When Andy Foster eventually leaves California, DCA will have to recruit someone for the Executive Officer slot that appears to be an outsider but really is a current or former insider. And that person will have to answer to Spencer Walker if they want to survive.
“But, wait! What about the Athletic Commission picking an Executive Officer?!?”
The last time the Athletic Commission stood up to Consumer Affairs, it was June of 2012 when they tried to fight off DCA’s power play against George Dodd. And we know what happened afterwards. Eugene Hernandez was disposed of and Mike Munoz was ditched by one of Governor Jerry Brown’s top political fixers.

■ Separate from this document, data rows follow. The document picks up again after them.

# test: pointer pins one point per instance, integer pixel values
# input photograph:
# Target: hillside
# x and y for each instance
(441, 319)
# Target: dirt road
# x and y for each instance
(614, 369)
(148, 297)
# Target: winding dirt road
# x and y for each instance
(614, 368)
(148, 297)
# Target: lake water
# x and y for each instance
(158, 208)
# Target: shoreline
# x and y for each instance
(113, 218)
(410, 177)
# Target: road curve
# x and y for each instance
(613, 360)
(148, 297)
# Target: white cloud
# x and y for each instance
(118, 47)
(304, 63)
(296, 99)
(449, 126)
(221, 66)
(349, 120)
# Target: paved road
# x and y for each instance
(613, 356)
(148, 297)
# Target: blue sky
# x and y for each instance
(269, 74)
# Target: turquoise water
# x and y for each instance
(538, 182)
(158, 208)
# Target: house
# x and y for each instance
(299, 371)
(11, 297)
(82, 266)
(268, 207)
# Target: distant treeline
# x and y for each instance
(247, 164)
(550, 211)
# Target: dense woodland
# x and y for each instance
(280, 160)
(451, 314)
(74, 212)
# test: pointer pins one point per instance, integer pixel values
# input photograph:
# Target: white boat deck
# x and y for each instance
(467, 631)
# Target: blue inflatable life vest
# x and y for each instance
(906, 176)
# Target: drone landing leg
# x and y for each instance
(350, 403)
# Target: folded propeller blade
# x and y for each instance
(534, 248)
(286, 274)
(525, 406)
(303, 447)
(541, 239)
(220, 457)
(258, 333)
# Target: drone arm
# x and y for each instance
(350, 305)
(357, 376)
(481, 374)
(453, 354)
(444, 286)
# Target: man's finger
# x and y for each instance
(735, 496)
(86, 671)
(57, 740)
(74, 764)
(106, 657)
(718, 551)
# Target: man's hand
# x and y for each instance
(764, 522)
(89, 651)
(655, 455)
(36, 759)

Until the athletic inspectors (considered intermittent state employees) & officials unionize, they will hold little or no political power in the state. And until the inspectors, promoters, and officials start filing lawsuits to right wrongs, nothing is going to change. It’s only going to become a more hostile environment. The faster the grunts on the ground figure this out, the better. But many of the grunts are too naive or dumb in terms of political savvy & knowledge and lack the balls to put up an educated fight. All they care about is getting event bookings, not realizing that the sausage-making process is determining how & why everything currently operates in a poisonously political way.
Addendum: And right on cue, here we go with the response:
Since I am a man of disclosure, I’ll address this little criticism here. Last February, I wrote a letter citing the California Public Records Act to request some e-mails. And then I got a bill estimate in March of over $12,000. Being accused of “seizing” e-mail records is an interesting way to label a media records request. Even more interesting is the fact that the records request apparently was leaked and discussed with other media writers. I suppose it was an attempt to chill. I just find it peculiar.